Jim Plush commented on CASSANDRA-8894:

Uploading some testing screenshots I was doing the last couple days when trying to establish
some benchmarks. With compression off I was looking to do 1million writes (RF3) with 50K reads
on a 60 node cluster. with the default of 64K buffer size I/O was saturated and read latency
was 100+ms. with the buffer at 4K I/O was quite stable at that rate. This was a straight row
key look up test. e.g. no wide rows. It was reading way too much data for the queries. Would
it be possible to have the buffer size set on a per table setting?

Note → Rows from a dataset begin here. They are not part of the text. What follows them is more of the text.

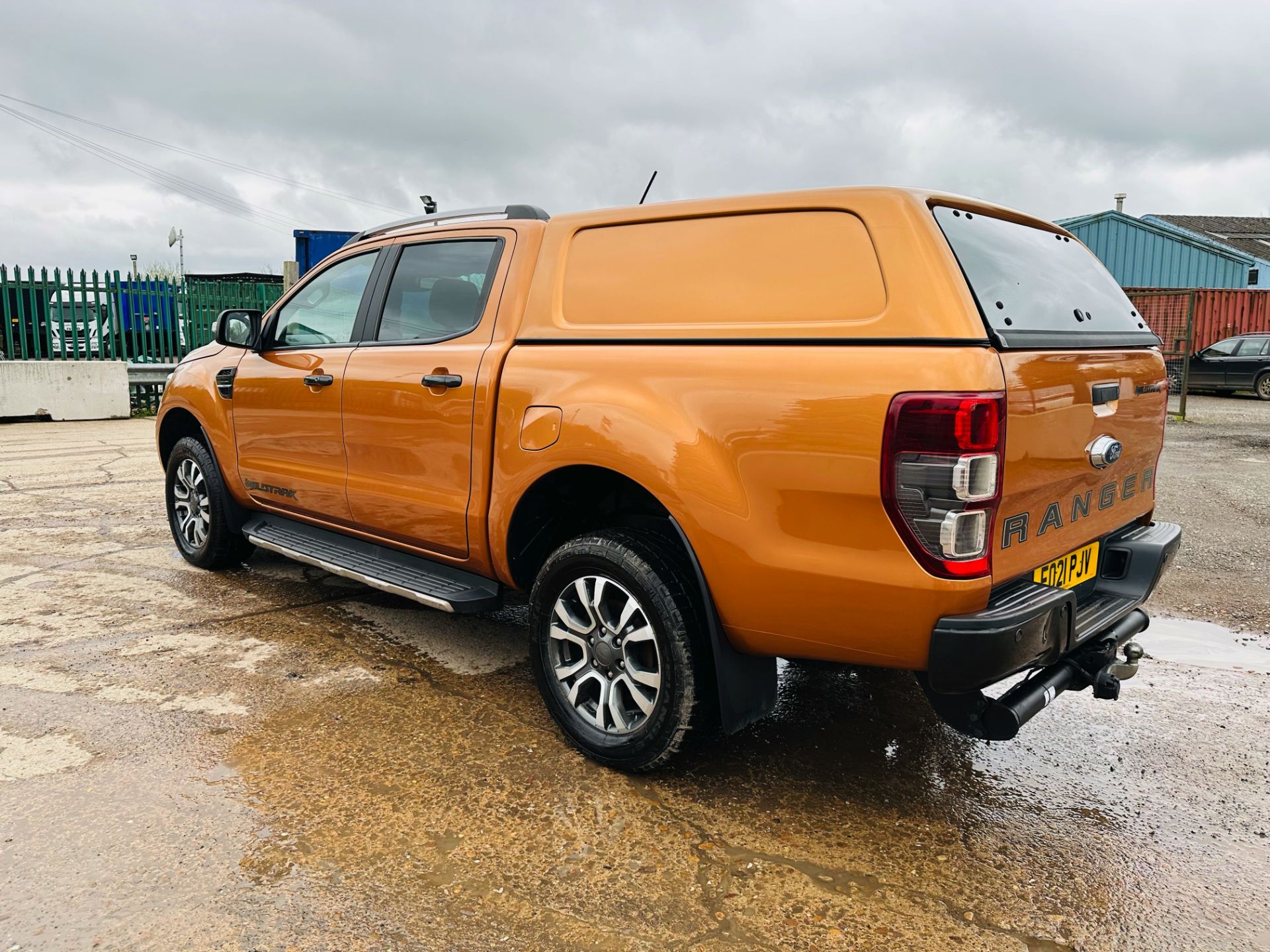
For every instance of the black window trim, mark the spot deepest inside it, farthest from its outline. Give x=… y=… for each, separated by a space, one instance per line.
x=372 y=324
x=270 y=344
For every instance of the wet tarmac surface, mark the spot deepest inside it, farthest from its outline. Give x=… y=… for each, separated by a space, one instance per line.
x=280 y=760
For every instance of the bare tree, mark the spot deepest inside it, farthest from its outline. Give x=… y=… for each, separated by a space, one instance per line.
x=163 y=270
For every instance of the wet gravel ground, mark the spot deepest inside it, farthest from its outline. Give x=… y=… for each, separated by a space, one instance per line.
x=1214 y=479
x=280 y=760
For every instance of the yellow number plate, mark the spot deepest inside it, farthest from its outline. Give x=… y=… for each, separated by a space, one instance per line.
x=1070 y=571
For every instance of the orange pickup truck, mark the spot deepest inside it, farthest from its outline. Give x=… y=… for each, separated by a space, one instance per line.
x=870 y=426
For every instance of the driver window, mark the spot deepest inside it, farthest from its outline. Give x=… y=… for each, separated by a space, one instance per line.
x=324 y=310
x=439 y=290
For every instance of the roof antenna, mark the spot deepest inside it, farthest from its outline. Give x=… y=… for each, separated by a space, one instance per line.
x=647 y=188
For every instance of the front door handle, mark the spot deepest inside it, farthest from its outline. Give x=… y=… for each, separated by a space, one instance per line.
x=443 y=380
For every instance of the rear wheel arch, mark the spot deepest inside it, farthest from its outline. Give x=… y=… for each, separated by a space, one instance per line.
x=572 y=500
x=577 y=500
x=1261 y=385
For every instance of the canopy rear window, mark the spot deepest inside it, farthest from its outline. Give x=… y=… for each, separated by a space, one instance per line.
x=1037 y=288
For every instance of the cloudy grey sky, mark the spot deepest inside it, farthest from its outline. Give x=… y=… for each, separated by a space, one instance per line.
x=1050 y=107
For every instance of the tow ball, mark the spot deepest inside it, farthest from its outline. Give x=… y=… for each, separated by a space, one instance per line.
x=1096 y=666
x=1107 y=681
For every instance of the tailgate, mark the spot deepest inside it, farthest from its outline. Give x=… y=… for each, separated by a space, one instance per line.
x=1058 y=403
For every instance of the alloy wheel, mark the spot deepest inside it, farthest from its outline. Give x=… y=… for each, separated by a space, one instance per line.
x=190 y=503
x=605 y=655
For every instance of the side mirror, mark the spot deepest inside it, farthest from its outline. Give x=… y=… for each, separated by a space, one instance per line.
x=239 y=328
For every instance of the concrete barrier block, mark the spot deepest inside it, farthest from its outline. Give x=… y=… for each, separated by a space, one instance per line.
x=65 y=390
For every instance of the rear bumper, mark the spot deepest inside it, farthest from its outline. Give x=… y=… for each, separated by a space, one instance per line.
x=1027 y=625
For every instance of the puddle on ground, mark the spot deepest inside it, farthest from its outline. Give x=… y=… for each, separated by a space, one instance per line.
x=1206 y=645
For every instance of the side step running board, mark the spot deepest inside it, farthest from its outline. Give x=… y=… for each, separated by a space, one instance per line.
x=389 y=569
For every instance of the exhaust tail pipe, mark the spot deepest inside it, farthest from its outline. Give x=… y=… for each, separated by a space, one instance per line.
x=1003 y=716
x=1091 y=666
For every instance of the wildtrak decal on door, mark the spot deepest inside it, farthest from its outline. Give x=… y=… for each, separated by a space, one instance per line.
x=266 y=488
x=1014 y=528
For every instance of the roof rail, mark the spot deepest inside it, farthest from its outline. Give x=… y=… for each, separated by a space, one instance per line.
x=512 y=211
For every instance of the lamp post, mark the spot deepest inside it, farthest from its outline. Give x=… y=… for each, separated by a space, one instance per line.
x=173 y=238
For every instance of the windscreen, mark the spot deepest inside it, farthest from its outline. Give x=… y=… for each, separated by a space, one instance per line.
x=1037 y=288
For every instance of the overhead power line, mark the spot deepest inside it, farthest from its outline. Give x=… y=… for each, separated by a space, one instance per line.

> Our default buffer size for (uncompressed) buffered reads should be smaller, and based
on the expected record size
> ------------------------------------------------------------------------------------------------------------------
>                 Key: CASSANDRA-8894
>                 URL:
>             Project: Cassandra
>          Issue Type: Improvement
>          Components: Core
>            Reporter: Benedict
>            Assignee: Stefania
>              Labels: benedict-to-commit
>             Fix For: 3.0 alpha 1
>         Attachments: 8894_25pct.yaml, 8894_5pct.yaml, 8894_tiny.yaml, screenshot-1.png,
> A large contributor to slower buffered reads than mmapped is likely that we read a full
64Kb at once, when average record sizes may be as low as 140 bytes on our stress tests. The
TLB has only 128 entries on a modern core, and each read will touch 32 of these, meaning we
are unlikely to almost ever be hitting the TLB, and will be incurring at least 30 unnecessary
misses each time (as well as the other costs of larger than necessary accesses). When working
with an SSD there is little to no benefit reading more than 4Kb at once, and in either case
reading more data than we need is wasteful. So, I propose selecting a buffer size that is
the next larger power of 2 than our average record size (with a minimum of 4Kb), so that we
expect to read in one operation. I also propose that we create a pool of these buffers up-front,
and that we ensure they are all exactly aligned to a virtual page, so that the source and
target operations each touch exactly one virtual page per 4Kb of expected record size.